The first and most obvious strategy to boost the generation of ideas is to increase access to high-quality education and the academic supports needed to help students stay on course. Education equips people with the knowledge and the skills they need to innovate. And it doesn’t always take a four-year degree. Think of all the computer programmers out there who started coding as kids. Investing in students at an early age and offering them a pathway to learn is equally important (García, Heckman, Leaf, and Prados 2020 and Rolnick and Grunewald (2003).
Another way to encourage idea generation is to create more equitable ways to fund them. Wealth enables people to implement their ideas. But wealth gaps are large in our country, and racial and ethnic minorities are especially far behind (Bhutta et al. 2020). Gaps in financing or borrowing to fund ideas are also large (see Federal Reserve Banks 2021 and Apgar and Calder 2005). This means that whole communities of people have less financial support for putting their innovations into practice.
Finally, we need to increase diversity and inclusion in businesses and government. A large and growing body of research shows that diverse teams enhance performance. Less diverse teams eat into profitability (see, for example, Kline, Rose, and Walters 2021 and Herring 2009). I see this in my own organization every day. The best teams are the most diverse teams—ones that include a range of views, backgrounds, and experiences.
The bottom line is this: making sure everyone has a chance to generate and nurture their ideas is good for growth, and ultimately delivers greater prosperity to us all.
Switching our lens
Now, I want to leave you with a story. A girl from a lower income family does well in school, reads a lot, likes to learn. But the family finances, and the family itself, fall on hard times. And the young girl, needing to assist, drops out of school. When she tells her teacher she is leaving, he doesn’t blink. He says he always knew that she wouldn’t amount to anything, and that her decision has just confirmed it.

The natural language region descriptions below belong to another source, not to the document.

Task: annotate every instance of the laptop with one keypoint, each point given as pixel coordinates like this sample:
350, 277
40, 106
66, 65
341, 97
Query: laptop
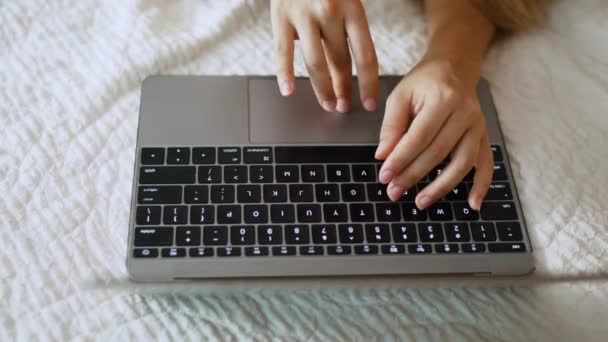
233, 180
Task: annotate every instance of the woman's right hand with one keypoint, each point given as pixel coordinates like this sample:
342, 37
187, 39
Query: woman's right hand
325, 28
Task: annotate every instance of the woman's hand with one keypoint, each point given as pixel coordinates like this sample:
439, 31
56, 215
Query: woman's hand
325, 28
434, 111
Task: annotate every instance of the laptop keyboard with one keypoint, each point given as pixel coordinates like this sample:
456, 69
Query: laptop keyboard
273, 201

Fast forward a few years, and the girl meets a woman named Betsy. And Betsy tells her that the job she wants, to drive a bus, requires a GED, and so do many others. So, the girl gets one. Then, Betsy tells her that many more jobs require college and that she should go. And on it goes, until one day the girl—now a woman—earns a Ph.D. and heads off into the world to try and make a difference.
That girl, as you might have guessed, was me. And I tell you that story to show one thing: the lens we use determines what we do. My teacher and Betsy saw me differently. And because they saw me differently, they acted differently towards me. Betsy paid for my first semester of college. My teacher simply erased me.

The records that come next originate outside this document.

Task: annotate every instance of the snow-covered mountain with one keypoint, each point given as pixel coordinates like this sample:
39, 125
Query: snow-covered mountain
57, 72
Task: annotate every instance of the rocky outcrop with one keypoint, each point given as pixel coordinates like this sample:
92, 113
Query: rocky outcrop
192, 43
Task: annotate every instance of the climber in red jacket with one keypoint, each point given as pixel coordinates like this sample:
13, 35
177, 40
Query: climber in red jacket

We can take for granted that the outcomes we see today are inevitable and watch as the pandemic makes existing gaps deeper and our prospects for future growth even slower. Or we can see them as a sign that resources aren’t being used to their fullest, and that people with great potential are being kept each day from realizing it.
The choice is clear. The will is ours.
Mary C. Daly is president and chief executive officer of the Federal Reserve Bank of San Francisco.